I can’t remember a project (engineering or otherwise) during which I haven’t paused to ask myself: “Why did I design this thing that way?” Sometimes as a result of this introspection, I find myself feeling remorse or self-loathing, regret or the hollow embrace of ennui. Sometimes the buyer’s remorse can begin to settle in only after years of work. Sometimes the anthropomorphic representation of the design conceit simply lurks in the shadows sewing mischief as it’s able. I’ll defer to future versions of myself to conclude the relative merits or lack thereof of this particular set of concerns.

Every application — from this humble blog to the social behemoths starts with data. Most projects start with a fairly predictable set of questions: what language(s) are we going to write this thing in, what type of application is this, and where are we going to store the data? Vast amounts of our data is purely relational; equal volumes of equally critical data isn’t. At the end of the day, a relational database seemed the right choice — and most grown up databases these days support storing and searching on structured and unstructured data.

I think this choice continues to make sense. Personally, I’ve always found managing relational databases at scale at the lower end of the spectrum of things which bring me joy as a developer. Data migrations, schema changes, wrestling with referential integrity constraints as customer requirements change…the whole mess of managing data leaves a foul taste that’s difficult to rinse out. So a younger version of myself, a rather clever fellow in his own mind, came up with a solution:

Code generation!

Looking back to the earliest commits in our repo, some of the very first were the JSON files that form the backbone of our code generating homunculus. A few simple properties in our library of JSON files are responsible for generating every C# class that backs the tables in our database. Tired of a property? Update a JSON file. Need more tables, more properties, more relationships? It’s all just JSON.

This makes other aspects of developing the architecture rather pleasant. Need to create or maintain a factory? Never write another line of factory code by hand. Need certain classes to implement an interface? Automate it. Need DTO versions of your table classes? Already done. RESTful web services that automatically implement ALL the verbs for every class and every possible relationship between entities? Our homunculus did that for you the day before you asked for it.

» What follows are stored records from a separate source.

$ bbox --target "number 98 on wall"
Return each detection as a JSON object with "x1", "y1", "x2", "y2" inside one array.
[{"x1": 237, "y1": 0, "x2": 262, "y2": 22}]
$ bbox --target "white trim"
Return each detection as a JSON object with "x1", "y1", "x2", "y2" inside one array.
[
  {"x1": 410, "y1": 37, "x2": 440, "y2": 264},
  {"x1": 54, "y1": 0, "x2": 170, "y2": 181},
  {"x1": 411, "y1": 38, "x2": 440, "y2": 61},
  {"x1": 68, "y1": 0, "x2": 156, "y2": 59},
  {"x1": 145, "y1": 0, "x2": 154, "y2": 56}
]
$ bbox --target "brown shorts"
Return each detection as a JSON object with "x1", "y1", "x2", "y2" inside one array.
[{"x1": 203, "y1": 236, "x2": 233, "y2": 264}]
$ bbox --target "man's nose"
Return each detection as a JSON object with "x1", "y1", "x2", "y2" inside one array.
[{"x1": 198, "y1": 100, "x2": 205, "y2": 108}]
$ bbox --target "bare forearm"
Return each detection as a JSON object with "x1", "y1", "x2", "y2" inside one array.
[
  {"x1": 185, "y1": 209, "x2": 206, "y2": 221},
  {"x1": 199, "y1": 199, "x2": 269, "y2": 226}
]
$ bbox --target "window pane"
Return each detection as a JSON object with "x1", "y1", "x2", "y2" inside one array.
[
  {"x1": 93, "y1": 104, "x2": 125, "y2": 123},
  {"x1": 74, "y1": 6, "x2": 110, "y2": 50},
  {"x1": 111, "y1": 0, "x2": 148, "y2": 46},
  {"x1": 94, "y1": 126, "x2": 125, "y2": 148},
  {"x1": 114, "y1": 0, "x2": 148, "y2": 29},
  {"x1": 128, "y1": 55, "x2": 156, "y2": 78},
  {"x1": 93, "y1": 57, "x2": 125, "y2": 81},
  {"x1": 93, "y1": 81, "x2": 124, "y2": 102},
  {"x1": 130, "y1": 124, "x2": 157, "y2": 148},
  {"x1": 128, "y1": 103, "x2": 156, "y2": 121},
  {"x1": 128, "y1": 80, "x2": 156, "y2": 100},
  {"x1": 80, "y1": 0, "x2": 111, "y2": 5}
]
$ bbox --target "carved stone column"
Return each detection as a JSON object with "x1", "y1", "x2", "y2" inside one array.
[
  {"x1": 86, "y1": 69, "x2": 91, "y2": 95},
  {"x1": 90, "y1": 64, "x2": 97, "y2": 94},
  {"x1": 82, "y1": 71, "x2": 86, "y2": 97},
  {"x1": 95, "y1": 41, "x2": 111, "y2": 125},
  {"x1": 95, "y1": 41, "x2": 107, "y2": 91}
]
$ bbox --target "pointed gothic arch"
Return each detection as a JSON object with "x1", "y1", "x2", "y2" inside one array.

Orthogonally, at the database tier, we made a rather nice design choice to use globally unique ids. Our first table committed to code is a simple dictionary of Ids and Types. Every other table inherits from this base table, which means that given any valid Id, I can find the corresponding dog, cat, person or object with no extra information. When it comes to representing these data structures as REST resources, our routes can be as terse or verbose as desired. If we were so inclined, the route to add a dog to a person’s pets collection could be as simple as posting to /api/{personId}/{petId}, although in practice we rarely deviate from RESTful norms (/api/person/{personId}/pets/{petId} is the actual route).

The flexibility that working with globally unique identifiers would be half as pleasant if we could not automatically create and maintain the factories required to fetch an object by id and then cast it to the appropriate implementation class. As objects mature, they often have a tendency to develop greater and deeper relationships with other objects in the database. Automatically generating these relationships and the pathways between them at every tier of our framework has been a boon.

I regret none of this automation. As long as fundamental design choices remain constant (or at least change slowly), vertical changes to the code — changes to the JSON that result in the creation/deletion of code, scales smoothly.

Life gets much more interesting as we scale horizontally — changing the templates that sit between the JSON and the final C# files. Diabolical bugs can lurk by manner of a single typo in a template, waiting to reproduce themselves across hundreds of files with the click of a button. Whitespace changes annoy to the extreme. We can (usually do) anticipate and surmount many of these hurdles. Frequent commits guarantee that noise doesn’t swallow avoidable faults. When refactoring a template, always make sure that optimization changes to the template code always produce identical outputs before other refactorings.

Changes to behavior lead to the nightmarish class of faults that lurk under the bed and are far more insidious: changes to validation logic, unique validation, how objects are cached inside a database transaction, when/how permissions are evaluated. It is trivial to change a template in such a way that crippling performance issues are immediately injected into the app. Fail to properly dispose an object, and the app can begin gradually leaking memory. Hunting down these bugs is time consuming and tedious.

Orthogonally (yet again), the technology choices we made to drive code generation are somewhat dated by today’s standards. T4 would be far easier to maintain than our antiquated format; and we have inconsistencies in where template code is defined: inside the template itself or in an external “code generation” project which has to be compiled before the templates can run. While it all technically works, the cost to maintain the code gen library has only increased over time — and the cost to refactor the project to use modern frameworks is difficult to justify relative to providing new features that someone would be willing to pay for.

We have extracted a tremendous amount of value from this design decision overall, so I cannot condemn the philosophical approach we have taken; but within that bundle of ideas, design and technology choices there are multitudes of tiny decisions that certainly could have been better planned with an eye toward the future. The elegance of the design choices that I admire sadly must coexist with a certain amount of spaghetti, but such is the nature of development at times.

I suspect these dichotomies are somewhat ubiquitous in nature, but I do look forward to the opportunity to either perfect our approach to code generation or discover a superior path forward.